Verifying disarmament agreements; compostable electronics.
Engineering verifies disarmament agreements
While it might sound a bit far fetched at first glance, an MIT PhD has developed a tool to identify nuclear weapons.
Ruaridh Macdonald, now working on a nuclear weapons verification project in the Laboratory for Nuclear Security and Policy, whereby the linchpin of disarmament agreements is to be able to verify that the signers are following the rules. The trick, he said, is for both sides (or a third party) to be able to police weapons in a way that doesn’t give out too much information about them. If the U.S., for example, were to inspect a Russian weapon, in the process they might also be able to gather valuable information about how it was built — not information that governments want other countries to have.
Macdonald is involved in a project, called Zero Knowledge Warhead Verification, that tackles this problem with a beam of light, a scrambler, and a detector. Objects are made up of nuclei, which each give off a unique glow when hit with a gamma ray; the specific glow of an object acts like a fingerprint to identify what isotopes it’s made of. By carefully repeating this process from multiple angles, a nuclear weapon can be identified based on the composition and distribution of its isotopes.
To provide just enough of this identifying information, but no design information on a weapon, the weapon is illuminated by the gamma ray beam; the resulting information is then passed on to a scrambler that mixes up the signals before reaching a detector.

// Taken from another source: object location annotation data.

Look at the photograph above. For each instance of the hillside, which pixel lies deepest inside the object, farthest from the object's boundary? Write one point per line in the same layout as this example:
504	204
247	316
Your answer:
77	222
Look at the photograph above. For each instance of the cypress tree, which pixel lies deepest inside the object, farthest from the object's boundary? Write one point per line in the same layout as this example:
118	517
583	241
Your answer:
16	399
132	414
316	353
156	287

The resulting signal is then compared with one from a known weapon to see if they match. As both signals are scrambled, the inspector learns nothing useful about either, preserving the owner’s secrets — similar to the idea of “hashing” in digital cryptology.
Macdonald and his colleagues are also working with Department of Energy labs to design such a verification device.
According to researchers at Karlsruhe Institute for Technology (KIT), every year, almost two million tons of electronic scrap arise in Germany. They believe printed electronics enhance the trend to throw used devices away by reducing production costs and opening up new markets with disposable items, such as interactive packagings or smart band aids. As such, the researchers have developed printed electronics made of compostable natural materials and processes for industrial production.
The researchers used easily biodegradable materials to create semiconductors and dyes made of plant extracts or insulators made of gelatin. While they may not be as long lived as inorganic materials, they easily survive the service life of disposable electronics since after use, the electronics can simply be thrown away into the biowaste bin or on compost heaps, where it will rot like a banana skin.